Selain penduduk asli yang hidup dari berladang, sisanya adalah ASN yang harus menerima nasib ditempatkan di wilayah sunyi itu. Para pendatang? Kabur!
Maka ketika kakakku memuji jembatan dan jalan beton, aku justru melihat tempat ini bahkan jauh lebih sepi dari tujuh atau delapan tahun lalu. Padahal di tahun itu pun, sudah banyak kulihat rumah-rumah kosong yang ditinggal oleh penghuninya.

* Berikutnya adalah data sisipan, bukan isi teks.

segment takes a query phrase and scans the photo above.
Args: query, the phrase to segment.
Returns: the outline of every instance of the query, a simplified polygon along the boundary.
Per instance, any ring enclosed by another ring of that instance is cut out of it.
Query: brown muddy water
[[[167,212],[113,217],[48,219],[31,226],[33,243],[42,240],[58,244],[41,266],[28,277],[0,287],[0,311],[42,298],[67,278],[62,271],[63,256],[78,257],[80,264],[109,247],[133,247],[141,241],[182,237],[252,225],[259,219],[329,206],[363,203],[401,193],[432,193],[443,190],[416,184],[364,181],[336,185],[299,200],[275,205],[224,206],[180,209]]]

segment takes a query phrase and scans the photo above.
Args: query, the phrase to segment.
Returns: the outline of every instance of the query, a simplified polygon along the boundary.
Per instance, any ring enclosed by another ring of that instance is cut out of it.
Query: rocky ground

Anehnya lagi. Jumlah penduduk yang menurun drastis tidak serta merta mengembalikan alam pada keasriannya. Tumbuhan memang subur, sama seperti dulu. Tapi parit-parit di depan dan belakang rumah yang biasanya bisa digunakan untuk kerambah, atau airnya untuk mandi, sekarang sudah tak layak sama sekali.
Aku jadi teringat salah satu artikel utama di Kompasiana beberapa pekan lalu, tentang infrastruktur di Papua. Ibarat sakitnya apa, obatnya apa.

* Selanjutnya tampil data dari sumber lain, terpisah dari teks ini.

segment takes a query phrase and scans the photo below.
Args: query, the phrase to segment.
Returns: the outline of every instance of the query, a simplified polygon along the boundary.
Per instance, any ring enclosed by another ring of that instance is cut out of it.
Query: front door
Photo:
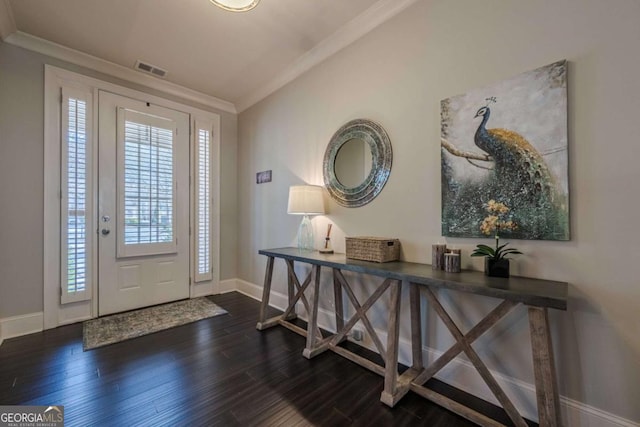
[[[189,297],[189,115],[98,97],[98,312]]]

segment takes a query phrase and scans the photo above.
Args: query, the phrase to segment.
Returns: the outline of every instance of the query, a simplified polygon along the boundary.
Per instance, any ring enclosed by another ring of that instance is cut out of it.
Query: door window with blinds
[[[118,109],[117,255],[177,252],[172,120]]]
[[[90,92],[62,88],[61,117],[61,302],[91,297],[92,182]]]
[[[196,120],[195,122],[195,281],[211,280],[213,253],[212,241],[212,124]]]

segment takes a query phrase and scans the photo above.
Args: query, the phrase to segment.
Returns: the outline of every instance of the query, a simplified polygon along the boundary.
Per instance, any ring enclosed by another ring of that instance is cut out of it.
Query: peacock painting
[[[490,201],[504,237],[569,240],[567,63],[441,102],[442,234],[481,237]]]

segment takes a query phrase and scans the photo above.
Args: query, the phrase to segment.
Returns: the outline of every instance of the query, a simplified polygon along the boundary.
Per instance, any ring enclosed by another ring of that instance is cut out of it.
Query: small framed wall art
[[[256,184],[271,182],[271,170],[256,173]]]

Kalau Papua butuh guru dan dokter, Tanjabtim butuh penghidupan. Infrastruktur hanya akan dimakan lumut tanpa manusia yang memanfaatkannya. Bangun monas di sini pun tak akan menghidupkan ekonomi warga. Karena mereka masih punya tangan dan parang untuk membuka jalan. Akal mereka mampu menghasilkan kendaraaan untuk melintasi parit-parit yang memisah satu daerah ke daerah lain. Tapi mereka tak berkuasa untuk membuat kebijakan, sehingga tak mampu meningkatkan taraf hidup.
Jangan, jangan kasih solusi investasi! Biarlah kampung-kampung mereka kembali menjadi hutan, daripada jadi perkampungan asing yang penduduk aslinya berbalik menjadi pendatang. Mengelu-elukan infrastruktur, kemudian bengong, ternyata dibuat bukan untuk mereka. Ah entahlah!